Китаец отвечал, что пока нигде, но, вероятно, поблизости есть какой-нибудь постоялый двор или дешевая гостиница.
– Да зачем же вам гостиница, если у моей жены есть доходный дом тут неподалеку! – воскликнул Покидышев. – Вам там будет очень удобно, и денег, разумеется, с вас мы никаких не возьмем.
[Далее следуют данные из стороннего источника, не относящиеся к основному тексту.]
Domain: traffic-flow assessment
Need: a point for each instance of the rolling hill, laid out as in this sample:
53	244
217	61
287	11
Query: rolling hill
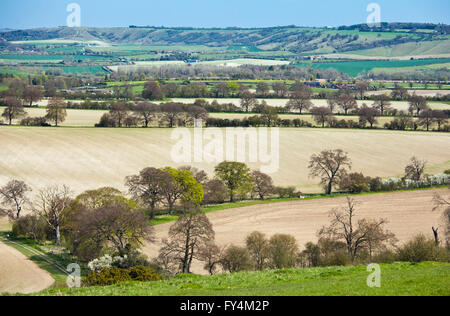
288	38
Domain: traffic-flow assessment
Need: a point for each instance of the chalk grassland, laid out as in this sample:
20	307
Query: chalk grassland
398	279
88	118
227	63
88	158
409	213
18	274
407	50
353	68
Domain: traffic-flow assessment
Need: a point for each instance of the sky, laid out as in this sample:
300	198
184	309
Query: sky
23	14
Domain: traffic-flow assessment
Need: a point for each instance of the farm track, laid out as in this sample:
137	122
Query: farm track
408	213
18	274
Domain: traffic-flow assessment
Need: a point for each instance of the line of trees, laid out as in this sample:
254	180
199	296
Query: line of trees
104	221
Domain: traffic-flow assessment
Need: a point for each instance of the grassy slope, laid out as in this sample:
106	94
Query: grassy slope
397	279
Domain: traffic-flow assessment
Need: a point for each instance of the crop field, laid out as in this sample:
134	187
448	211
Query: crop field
88	118
18	274
408	213
88	158
428	278
409	49
353	68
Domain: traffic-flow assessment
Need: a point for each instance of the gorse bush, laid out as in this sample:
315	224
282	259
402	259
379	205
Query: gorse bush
105	262
420	249
114	275
32	227
107	276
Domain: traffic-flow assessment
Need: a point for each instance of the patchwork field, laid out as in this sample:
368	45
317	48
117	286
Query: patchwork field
353	68
408	213
88	118
18	274
87	158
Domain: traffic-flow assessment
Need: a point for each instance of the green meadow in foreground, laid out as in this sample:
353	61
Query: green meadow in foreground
399	279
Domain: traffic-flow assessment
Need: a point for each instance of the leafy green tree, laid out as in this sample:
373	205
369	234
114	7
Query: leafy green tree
13	110
236	176
185	187
56	110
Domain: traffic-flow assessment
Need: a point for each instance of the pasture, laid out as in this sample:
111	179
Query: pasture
88	158
353	68
409	213
428	278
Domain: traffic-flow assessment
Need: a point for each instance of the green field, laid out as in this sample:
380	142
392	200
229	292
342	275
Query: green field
79	69
353	68
399	279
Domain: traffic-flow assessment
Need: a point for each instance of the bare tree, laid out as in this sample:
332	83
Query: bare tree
13	110
149	186
440	117
382	102
368	115
346	101
14	196
300	100
362	88
117	227
415	169
211	255
119	111
32	94
330	166
322	115
357	235
146	111
280	88
262	184
187	236
56	110
52	205
171	112
417	103
257	245
442	203
197	113
426	119
248	101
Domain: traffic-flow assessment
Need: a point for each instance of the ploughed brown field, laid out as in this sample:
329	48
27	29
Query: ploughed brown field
18	274
89	158
408	213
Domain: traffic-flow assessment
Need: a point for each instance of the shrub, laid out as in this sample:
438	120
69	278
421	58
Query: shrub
114	275
31	226
420	249
215	192
375	184
289	192
106	121
144	274
107	276
354	183
236	259
105	262
282	251
35	121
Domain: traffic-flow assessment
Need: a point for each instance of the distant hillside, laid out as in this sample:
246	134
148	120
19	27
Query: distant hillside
289	38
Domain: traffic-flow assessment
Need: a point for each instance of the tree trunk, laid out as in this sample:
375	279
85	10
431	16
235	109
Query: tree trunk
436	235
58	235
329	188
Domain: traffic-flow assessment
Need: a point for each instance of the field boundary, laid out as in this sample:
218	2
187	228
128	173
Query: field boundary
159	220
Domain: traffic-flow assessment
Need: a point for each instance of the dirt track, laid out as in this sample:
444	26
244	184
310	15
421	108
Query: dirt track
18	274
408	213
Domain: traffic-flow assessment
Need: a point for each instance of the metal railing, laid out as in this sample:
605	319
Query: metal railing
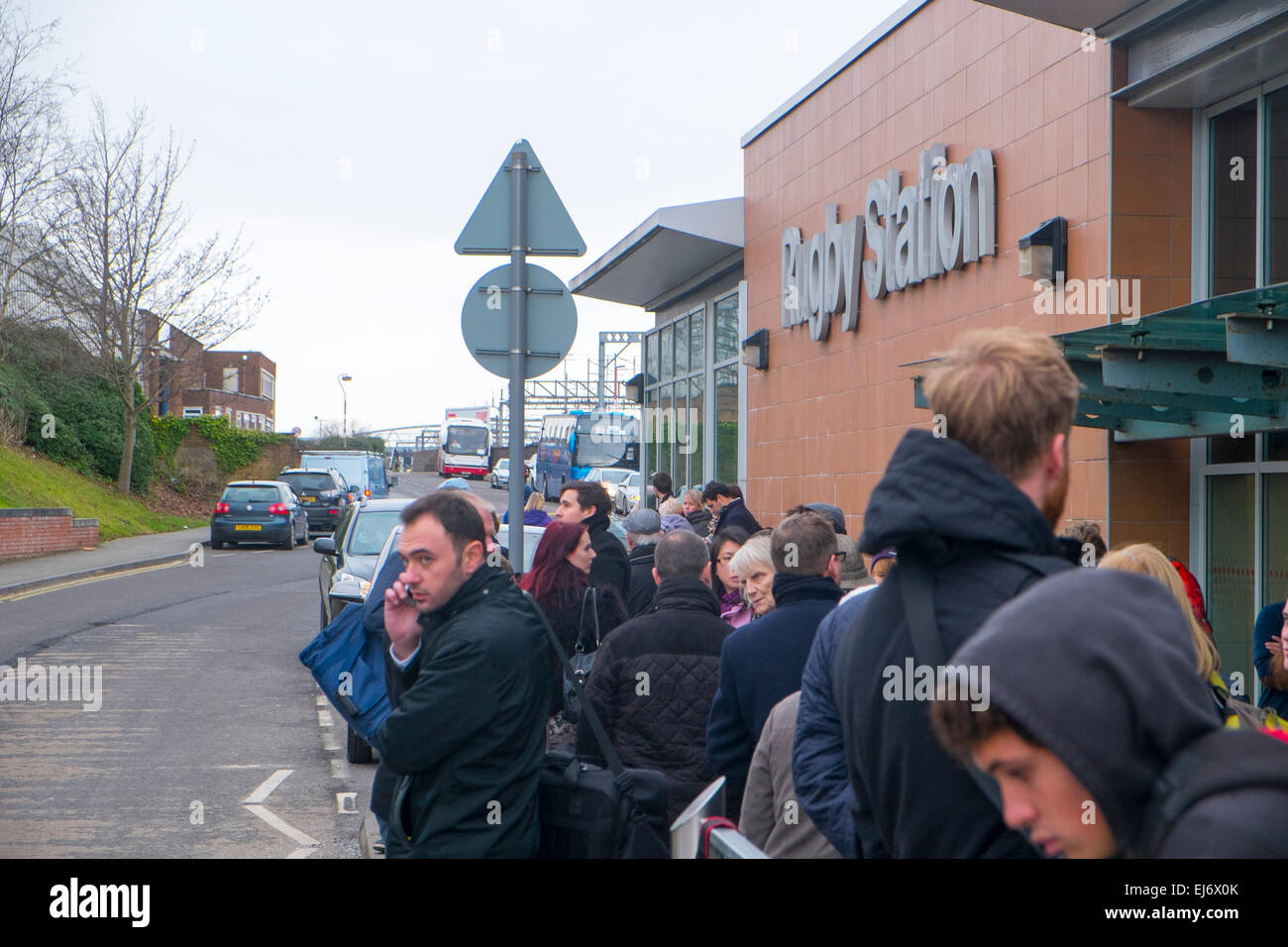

При этих словах Ганцзалин немного просветлел лицом и с благодарностью кивнул. Ливерий Николаевич был опытный человек и быстро понял причину озабоченности китайца. Крайне деликатно он попытался выяснить, сколько запросил доктор Чан за лечение. Не сразу, но Ганцзалин все-таки признался, что за курс придется выложить тысячу рублей. Но трудность даже не в этом, трудность в том, что деньги эти нужно найти до завтрашнего дня. А здесь, в чужом городе, среди незнакомых людей найти так скоро такую изрядную сумму совершенно немыслимо.
Услышав это, Покидышев-старший облегченно засмеялся.
– Любезный Ганцзалин, – сказал он торжественно, – знайте, что этот город для вас не чужой. И здесь у вас есть друзья, которые в любой момент протянут вам руку помощи.
Сказавши такие слова, Ливерий Николаевич немедленно предложил китайцу тысячу рублей. Тот было уперся, говоря, что не может просто так взять такую большую сумму, но Покидышев сказал, что дает эти деньги в долг, заимообразно, а вернуть их можно, когда Загорский придет в себя и получит доступ к своему банковскому счету. Ведь в том, чтобы взять в долг, тем более у друзей, нет ничего предосудительного, не так ли?
И тут Ливерий Николаевич впервые за весь день увидел, что печальный и хмурый китаец способен улыбаться, причем совершенно безудержно, во все зубы.
– Благодарю, – сказал Ганцзалин, пожимая руку купца обеими своими, – огромное вам спасибо, дорогой Ливерий Николаевич…
На это Покидышев отвечал, что это он должен благодарить Ганцзалина за то, что он спас его сына и деньги – это самое малое из того, чем может он ответить на такое спасение, сердечная же его благодарность не имеет никаких границ.
После этого они заглянули в Северный банк, где Покидышев сам снял со счета и отдал Ганцзалину тысячу рублей наличными. Потом купец проводил Ганцзалина и Загорского к доходному дому и поселил в лучшей квартире. После чего они наконец расстались, чрезвычайно довольные собой и друг другом.